Filosofinya jelas dan brutal: manusia selalu mencari pembenaran untuk menutupi bau busuk dirinya. Ketika Tuhan tidak bisa lagi dijadikan tameng, mereka beralih ke “realitas”. Ketika moral tidak bisa lagi menjadi alasan, mereka meminjam hukum alam meski dipahami setengah-setengah untuk menjustifikasi kerakusan mereka. Mereka menyebutnya evolusi pemikiran, padahal itu cuma pendarahan lambat dari jiwa yang kehilangan arah, kehilangan kedalaman, dan kehilangan keberanian untuk bercermin tanpa ilusi. Manusia tidak berhenti beriman. Mereka hanya mengganti objek iman mereka. Dari Tuhan yang abstrak ke diri sendiri yang lebih abstrak lagi. Dari spiritualitas ke insting. Dari harapan ke ambisi. Dan dunia menjadi lebih gelap bukan karena hilangnya cahaya dari atas, tapi karena manusia sendiri mematikan lampu dalam dirinya, lalu berjalan sambil meraba-raba, menyikut siapa pun yang lewat, dan menyalahkan gelapnya ruangan.

Pada akhirnya, sisi gelap manusia bukanlah bayangan itu identitas asli mereka. Dan vulgaritas mereka bukan sekadar kata kotor itu jujur. Kejujuran yang pahit bahwa manusia selalu kembali pada naluri paling dasar: mendominasi, menipu, memuaskan diri, lalu mengubur semuanya dengan alasan-alasan filosofis yang kedengarannya cerdas. Sebuah ironi kosmik: manusia menolak Tuhan demi realitas, tapi pada akhirnya mereka pun gagal memahami realitas itu sendiri. Mereka cuma menjadi binatang yang bisa membaca, bisa berteori, dan bisa berbohong pada diri sendiri dengan lebih elegan.

PSYCOMANTUM " Litani Sadis dari Jiwa-Jiwa yang Membusuk "

PSYCOMANTUM Asal Kota Blitar, Jawa Timur, Indonesia ini tidak dibangun oleh mimpi. Mimpi terlalu lunak. Band ini lahir dari retakan terdalam di jiwa manusia, dari sisi tergelap yang tidak pernah mau kita akui: sisi yang menikmati kehancuran, yang merasa nikmat ketika melihat sesuatu runtuh hanya agar dirinya merasa utuh. PSYCOMANTUM adalah sadisme dalam bentuk suara. Bukan sadisme fisik, itu terlalu dangkal. Ini sadisme eksistensial, sadisme yang menguliti pemikiran dan membiarkan moral terbaring tanpa napas. Manusia modern adalah tuan rumah pesta kehancuran. Mereka mengundang keserakahan, menyiapkan meja makan untuk ketamakan, dan menyajikan kemunafikan sebagai hidangan utama. Jiwa mereka tidak hanya melemah jiwa itu layu, menghitam, membusuk seperti buah busuk yang dibiarkan menunggu belatung yang tak kunjung datang.

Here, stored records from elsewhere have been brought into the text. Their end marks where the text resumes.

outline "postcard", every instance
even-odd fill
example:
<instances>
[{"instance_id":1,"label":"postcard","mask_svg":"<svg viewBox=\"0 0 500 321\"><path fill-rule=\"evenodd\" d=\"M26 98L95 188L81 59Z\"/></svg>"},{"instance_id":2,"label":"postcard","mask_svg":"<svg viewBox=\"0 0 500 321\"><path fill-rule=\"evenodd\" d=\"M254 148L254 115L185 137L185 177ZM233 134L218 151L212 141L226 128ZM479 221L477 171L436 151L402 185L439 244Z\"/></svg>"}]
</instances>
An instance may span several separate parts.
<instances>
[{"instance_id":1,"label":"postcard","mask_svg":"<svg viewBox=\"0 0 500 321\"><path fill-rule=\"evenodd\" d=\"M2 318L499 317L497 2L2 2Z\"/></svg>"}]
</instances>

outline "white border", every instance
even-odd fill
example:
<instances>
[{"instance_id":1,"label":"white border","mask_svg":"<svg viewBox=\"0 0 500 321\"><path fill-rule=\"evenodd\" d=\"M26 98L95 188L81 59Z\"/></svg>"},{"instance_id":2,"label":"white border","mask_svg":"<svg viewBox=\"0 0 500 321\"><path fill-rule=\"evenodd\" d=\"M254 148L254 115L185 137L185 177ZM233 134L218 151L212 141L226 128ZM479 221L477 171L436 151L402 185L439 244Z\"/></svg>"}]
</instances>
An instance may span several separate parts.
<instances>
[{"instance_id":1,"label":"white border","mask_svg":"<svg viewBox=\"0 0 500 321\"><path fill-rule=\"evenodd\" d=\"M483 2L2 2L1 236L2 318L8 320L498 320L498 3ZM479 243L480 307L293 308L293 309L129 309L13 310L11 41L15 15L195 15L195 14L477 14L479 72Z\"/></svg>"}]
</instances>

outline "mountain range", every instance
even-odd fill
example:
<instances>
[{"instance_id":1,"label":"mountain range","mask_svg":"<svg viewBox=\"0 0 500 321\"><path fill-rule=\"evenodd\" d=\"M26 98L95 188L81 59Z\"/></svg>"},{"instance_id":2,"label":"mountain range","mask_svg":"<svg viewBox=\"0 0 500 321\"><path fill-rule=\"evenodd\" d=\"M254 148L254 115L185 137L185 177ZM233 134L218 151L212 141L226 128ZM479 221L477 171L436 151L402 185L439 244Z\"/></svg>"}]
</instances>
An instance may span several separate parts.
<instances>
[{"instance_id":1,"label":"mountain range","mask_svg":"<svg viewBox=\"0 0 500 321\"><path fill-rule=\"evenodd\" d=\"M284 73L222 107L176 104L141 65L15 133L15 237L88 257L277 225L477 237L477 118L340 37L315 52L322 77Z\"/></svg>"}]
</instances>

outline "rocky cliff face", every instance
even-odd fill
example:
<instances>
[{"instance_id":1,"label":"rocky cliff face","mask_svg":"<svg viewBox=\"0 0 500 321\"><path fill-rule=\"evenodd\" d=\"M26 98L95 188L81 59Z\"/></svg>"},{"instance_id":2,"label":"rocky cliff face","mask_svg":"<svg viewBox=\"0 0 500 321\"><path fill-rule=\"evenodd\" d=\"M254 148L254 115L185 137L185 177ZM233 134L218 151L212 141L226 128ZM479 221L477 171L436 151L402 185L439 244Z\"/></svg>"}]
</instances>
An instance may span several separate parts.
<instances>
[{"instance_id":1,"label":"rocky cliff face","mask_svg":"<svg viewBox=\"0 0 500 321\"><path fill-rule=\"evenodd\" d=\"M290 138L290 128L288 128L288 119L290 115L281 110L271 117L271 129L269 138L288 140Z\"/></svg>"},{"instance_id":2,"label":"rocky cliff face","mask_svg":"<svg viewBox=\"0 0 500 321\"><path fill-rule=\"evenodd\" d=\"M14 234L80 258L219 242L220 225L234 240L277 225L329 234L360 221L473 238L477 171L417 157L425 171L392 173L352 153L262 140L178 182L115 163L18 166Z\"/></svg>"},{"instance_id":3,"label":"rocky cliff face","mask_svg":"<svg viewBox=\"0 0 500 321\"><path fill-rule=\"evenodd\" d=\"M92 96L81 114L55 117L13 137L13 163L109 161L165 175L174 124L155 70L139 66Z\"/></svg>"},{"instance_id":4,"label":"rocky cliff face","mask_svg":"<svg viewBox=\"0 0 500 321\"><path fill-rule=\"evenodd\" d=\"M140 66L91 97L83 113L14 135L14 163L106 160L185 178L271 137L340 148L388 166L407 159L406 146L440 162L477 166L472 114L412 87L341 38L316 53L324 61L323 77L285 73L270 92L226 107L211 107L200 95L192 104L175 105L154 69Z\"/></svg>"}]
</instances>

Kesadisan manusia paling brutal? Bukan ketika mereka menyakiti orang lain. Itu hal remeh. Kesadisan paling murni adalah ketika mereka melakukan semua itu sambil berpura-pura suci, sambil menyebut nama-nama besar yang tidak mereka pahami, sambil memakai simbol spiritual sebagai jaket pelindung dari rasa malu mereka sendiri. PSYCOMANTUM melihat itu, dan mereka tidak berkhotbah. Mereka menertawakan. Tawa dingin, tawa getir, tawa sadis yang lahir dari kesadaran bahwa manusia bukan korban manusia adalah penyiksa bagi dirinya sendiri.

Musik PSYCOMANTUM adalah filosofi gelap yang tidak pernah diharapkan: Band ini menelanjangi pikiran manusia tanpa menyisakan tirai untuk berlindung. Band ini menyeret moral palsu ke lantai dan membiarkannya tergeletak seperti benda yang tak lagi bernilai. Band ini menunjukkan bagaimana manusia mencintai kehancuran lebih dari kedamaian, dan bagaimana mereka memakai “kesucian” sebagai kosmetik untuk menutupi wajah yang sudah retak di dalamnya.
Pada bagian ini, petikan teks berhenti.